CVE-2025-53944 is a high-severity authorization bypass vulnerability affecting Significant-Gravitas AutoGPT versions prior to 0.6.16. AutoGPT is a platform designed for creating, deploying, and managing continuous AI agents, which rely on graph-based execution workflows. The vulnerability exists in the external API endpoint get_graph_execution_results, which is intended to return execution results for a given graph. While the API correctly validates user access to the graph_id parameter, it fails to verify ownership or authorization for the graph_exec_id parameter. This flaw allows any authenticated user to supply arbitrary execution IDs and retrieve execution results belonging to other users, bypassing intended access controls. The internal API correctly enforces validation on both parameters, but the external API's improper authorization check constitutes a CWE-285 (Improper Authorization) weakness. The vulnerability does not require user interaction and can be exploited remotely over the network with low complexity, given that the attacker must be authenticated (PR:L).
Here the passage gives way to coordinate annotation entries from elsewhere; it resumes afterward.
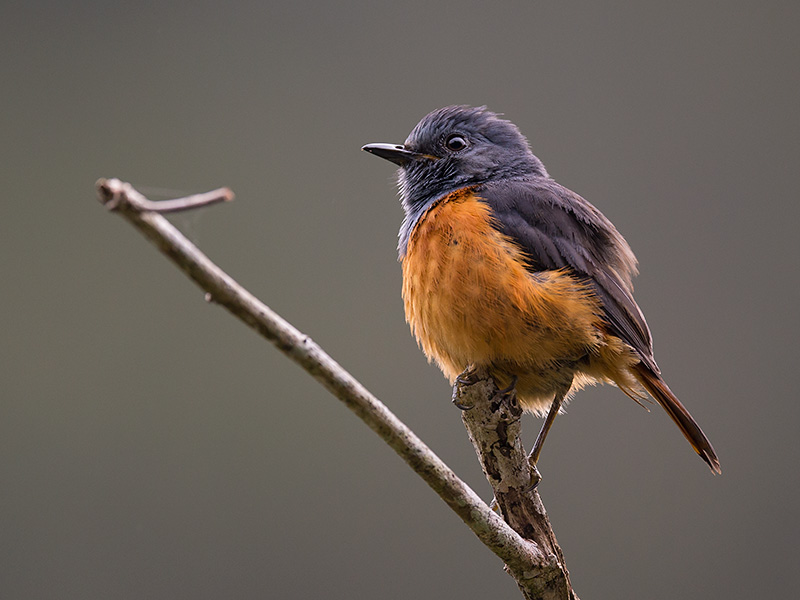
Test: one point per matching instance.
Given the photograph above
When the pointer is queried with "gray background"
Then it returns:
(153, 447)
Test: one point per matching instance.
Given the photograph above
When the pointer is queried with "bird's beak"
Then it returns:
(395, 153)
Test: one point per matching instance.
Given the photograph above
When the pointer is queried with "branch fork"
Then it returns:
(523, 538)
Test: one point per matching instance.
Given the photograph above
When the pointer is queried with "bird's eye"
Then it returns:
(456, 142)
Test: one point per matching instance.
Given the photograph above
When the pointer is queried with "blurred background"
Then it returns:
(151, 446)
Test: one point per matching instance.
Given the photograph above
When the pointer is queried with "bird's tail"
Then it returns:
(659, 390)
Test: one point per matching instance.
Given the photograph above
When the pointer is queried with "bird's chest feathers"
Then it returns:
(470, 299)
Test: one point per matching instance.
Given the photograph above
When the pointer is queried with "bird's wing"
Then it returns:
(556, 229)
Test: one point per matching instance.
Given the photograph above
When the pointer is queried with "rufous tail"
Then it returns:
(659, 390)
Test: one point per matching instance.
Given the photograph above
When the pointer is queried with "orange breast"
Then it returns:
(470, 300)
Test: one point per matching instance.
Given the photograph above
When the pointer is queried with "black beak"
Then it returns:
(394, 153)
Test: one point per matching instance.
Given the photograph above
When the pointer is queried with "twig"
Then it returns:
(530, 562)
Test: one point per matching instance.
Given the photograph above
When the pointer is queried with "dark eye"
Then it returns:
(456, 142)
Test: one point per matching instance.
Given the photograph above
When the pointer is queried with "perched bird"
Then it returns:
(506, 270)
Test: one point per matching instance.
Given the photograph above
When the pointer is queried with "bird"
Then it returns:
(508, 271)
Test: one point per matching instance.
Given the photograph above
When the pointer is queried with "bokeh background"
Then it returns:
(153, 447)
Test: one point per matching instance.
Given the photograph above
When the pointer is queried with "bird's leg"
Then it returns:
(508, 390)
(465, 378)
(533, 457)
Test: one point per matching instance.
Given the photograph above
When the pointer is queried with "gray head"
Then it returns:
(451, 148)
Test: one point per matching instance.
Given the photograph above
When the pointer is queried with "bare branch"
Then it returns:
(535, 563)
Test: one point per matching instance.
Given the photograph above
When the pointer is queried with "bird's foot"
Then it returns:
(466, 378)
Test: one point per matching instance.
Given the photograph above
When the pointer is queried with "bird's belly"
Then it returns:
(471, 301)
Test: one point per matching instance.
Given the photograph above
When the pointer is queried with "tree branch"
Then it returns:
(535, 563)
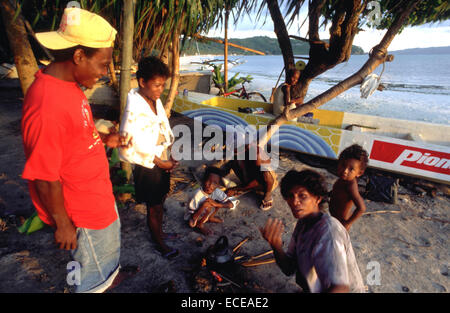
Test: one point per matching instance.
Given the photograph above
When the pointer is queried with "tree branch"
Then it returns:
(377, 56)
(282, 33)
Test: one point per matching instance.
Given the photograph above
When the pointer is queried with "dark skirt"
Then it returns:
(151, 184)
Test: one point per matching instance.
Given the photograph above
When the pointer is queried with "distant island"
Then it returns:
(261, 43)
(431, 50)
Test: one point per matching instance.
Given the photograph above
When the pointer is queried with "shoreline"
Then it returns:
(411, 247)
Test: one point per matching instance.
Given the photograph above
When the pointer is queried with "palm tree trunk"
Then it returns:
(282, 33)
(125, 69)
(18, 40)
(376, 58)
(175, 62)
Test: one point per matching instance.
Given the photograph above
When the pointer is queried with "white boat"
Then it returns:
(406, 147)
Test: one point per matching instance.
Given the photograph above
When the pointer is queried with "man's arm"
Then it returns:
(272, 232)
(338, 289)
(359, 203)
(51, 196)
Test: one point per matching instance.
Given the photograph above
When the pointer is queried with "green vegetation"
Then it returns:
(261, 43)
(219, 80)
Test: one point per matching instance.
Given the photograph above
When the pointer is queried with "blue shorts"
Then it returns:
(98, 253)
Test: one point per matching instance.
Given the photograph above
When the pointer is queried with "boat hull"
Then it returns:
(412, 148)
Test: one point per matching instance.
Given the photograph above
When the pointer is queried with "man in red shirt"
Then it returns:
(66, 163)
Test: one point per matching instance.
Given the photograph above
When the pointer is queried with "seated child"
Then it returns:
(207, 200)
(351, 165)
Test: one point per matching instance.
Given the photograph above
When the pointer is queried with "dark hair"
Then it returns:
(355, 152)
(150, 67)
(64, 55)
(311, 180)
(290, 72)
(211, 170)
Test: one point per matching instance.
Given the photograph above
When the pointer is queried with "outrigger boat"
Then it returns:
(406, 147)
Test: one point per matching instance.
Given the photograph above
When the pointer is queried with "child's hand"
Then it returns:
(346, 225)
(232, 191)
(272, 232)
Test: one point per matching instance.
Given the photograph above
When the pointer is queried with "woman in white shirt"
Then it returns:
(147, 127)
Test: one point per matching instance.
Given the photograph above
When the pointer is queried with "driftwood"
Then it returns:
(240, 245)
(380, 212)
(258, 262)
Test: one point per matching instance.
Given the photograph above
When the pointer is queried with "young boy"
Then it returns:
(283, 94)
(207, 201)
(320, 251)
(351, 165)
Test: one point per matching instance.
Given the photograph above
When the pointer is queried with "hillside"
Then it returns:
(261, 43)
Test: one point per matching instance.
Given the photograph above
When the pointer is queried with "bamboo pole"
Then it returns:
(225, 55)
(229, 44)
(127, 58)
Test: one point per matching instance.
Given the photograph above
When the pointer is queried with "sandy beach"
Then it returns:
(408, 241)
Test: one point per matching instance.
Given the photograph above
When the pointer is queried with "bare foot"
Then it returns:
(124, 273)
(203, 230)
(215, 219)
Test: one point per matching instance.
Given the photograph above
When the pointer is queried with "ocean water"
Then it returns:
(417, 86)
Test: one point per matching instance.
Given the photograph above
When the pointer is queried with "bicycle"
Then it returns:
(242, 93)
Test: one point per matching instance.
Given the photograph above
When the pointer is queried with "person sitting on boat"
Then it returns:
(254, 173)
(283, 96)
(320, 251)
(207, 200)
(352, 163)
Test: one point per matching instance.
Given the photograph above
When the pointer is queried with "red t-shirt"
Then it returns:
(62, 143)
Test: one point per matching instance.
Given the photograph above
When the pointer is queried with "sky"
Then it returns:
(427, 35)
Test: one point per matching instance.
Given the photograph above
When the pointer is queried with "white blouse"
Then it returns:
(144, 127)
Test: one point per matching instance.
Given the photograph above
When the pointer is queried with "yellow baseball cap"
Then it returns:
(79, 27)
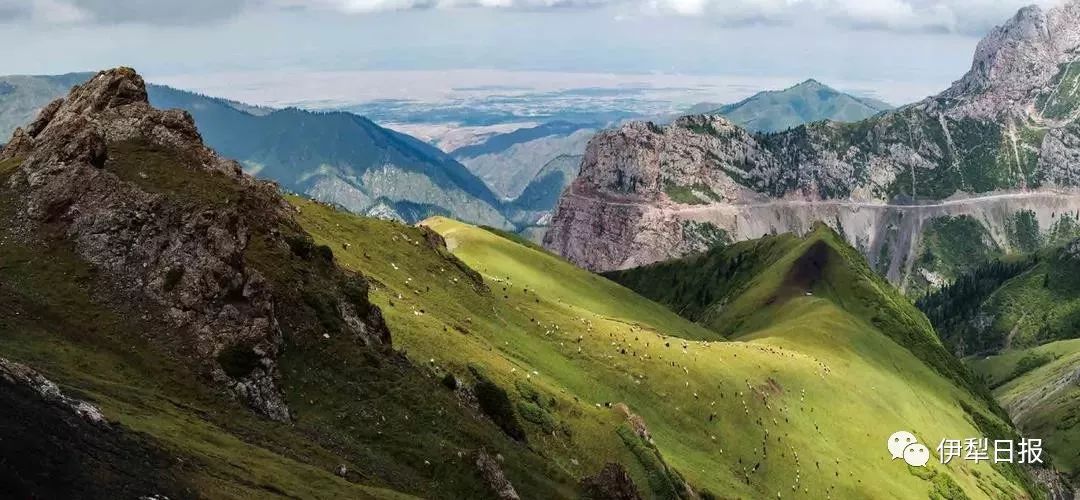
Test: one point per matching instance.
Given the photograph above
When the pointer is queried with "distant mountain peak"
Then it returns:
(1018, 58)
(806, 102)
(811, 83)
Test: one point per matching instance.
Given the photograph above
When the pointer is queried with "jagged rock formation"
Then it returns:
(1004, 139)
(491, 473)
(175, 227)
(611, 483)
(55, 446)
(335, 157)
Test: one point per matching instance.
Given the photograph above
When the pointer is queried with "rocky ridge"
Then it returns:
(1009, 126)
(91, 171)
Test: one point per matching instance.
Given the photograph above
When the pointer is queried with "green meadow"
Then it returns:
(787, 389)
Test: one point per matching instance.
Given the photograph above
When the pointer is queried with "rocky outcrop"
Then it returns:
(15, 374)
(611, 483)
(56, 446)
(171, 224)
(493, 475)
(1002, 139)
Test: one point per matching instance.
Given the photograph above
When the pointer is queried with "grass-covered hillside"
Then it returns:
(1017, 322)
(797, 401)
(218, 352)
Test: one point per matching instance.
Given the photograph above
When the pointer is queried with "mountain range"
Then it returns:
(348, 160)
(999, 150)
(805, 103)
(336, 157)
(172, 326)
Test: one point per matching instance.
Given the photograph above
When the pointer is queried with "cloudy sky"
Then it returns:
(905, 48)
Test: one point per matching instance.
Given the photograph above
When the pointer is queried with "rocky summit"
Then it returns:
(999, 150)
(187, 237)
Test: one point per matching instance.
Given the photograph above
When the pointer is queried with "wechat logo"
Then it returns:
(903, 444)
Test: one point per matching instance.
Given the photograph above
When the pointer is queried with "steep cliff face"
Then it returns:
(1002, 140)
(179, 232)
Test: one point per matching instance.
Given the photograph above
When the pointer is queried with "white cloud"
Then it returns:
(956, 16)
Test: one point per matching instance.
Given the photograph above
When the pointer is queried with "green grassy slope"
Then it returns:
(1018, 320)
(397, 430)
(1040, 387)
(1018, 302)
(799, 405)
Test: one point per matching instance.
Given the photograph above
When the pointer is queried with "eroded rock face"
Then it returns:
(57, 446)
(491, 473)
(103, 165)
(611, 483)
(16, 374)
(1010, 126)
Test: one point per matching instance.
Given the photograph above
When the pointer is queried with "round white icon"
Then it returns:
(903, 444)
(916, 455)
(899, 441)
The CVSS 3.1 base score of 7.7 reflects high confidentiality impact due to unauthorized data disclosure, no impact on integrity or availability, and a scope change since the vulnerability affects resources beyond the attacker's privileges. This issue was fixed in version 0.6.16 of AutoGPT. No known exploits are reported in the wild as of the published date.

For European organizations using AutoGPT, especially those leveraging AI agents for sensitive or proprietary workflows, this vulnerability poses a significant risk to confidentiality. Unauthorized access to execution results could expose sensitive AI decision-making data, intellectual property, or personal data processed by the AI agents. This could lead to data breaches, regulatory non-compliance (e.g., GDPR violations), and loss of competitive advantage. Since the vulnerability does not affect integrity or availability, operational disruption is unlikely, but the exposure of confidential information alone can have severe reputational and financial consequences. Organizations in sectors such as finance, healthcare, research, and government that adopt AutoGPT for AI automation are particularly at risk. The requirement for authentication limits exploitation to insiders or compromised accounts, but insider threats or credential theft scenarios remain plausible. The scope change indicates that attackers can access data beyond their authorized domain, increasing the severity of the breach.

European organizations should immediately upgrade AutoGPT to version 0.6.16 or later to remediate this vulnerability. Until patching is possible, organizations should restrict access to the external API endpoints to trusted networks and users, implement strict monitoring and logging of API calls to detect anomalous access patterns, and enforce strong authentication and authorization controls, including multi-factor authentication to reduce the risk of credential compromise. Additionally, organizations should conduct audits of existing execution results access logs to identify potential unauthorized access. Network segmentation and API gateway policies can be employed to limit exposure of the vulnerable endpoint. Developers should review custom integrations with AutoGPT to ensure they do not bypass internal API protections. Finally, organizations should incorporate this vulnerability into their incident response plans and ensure staff are aware of the risk and remediation steps.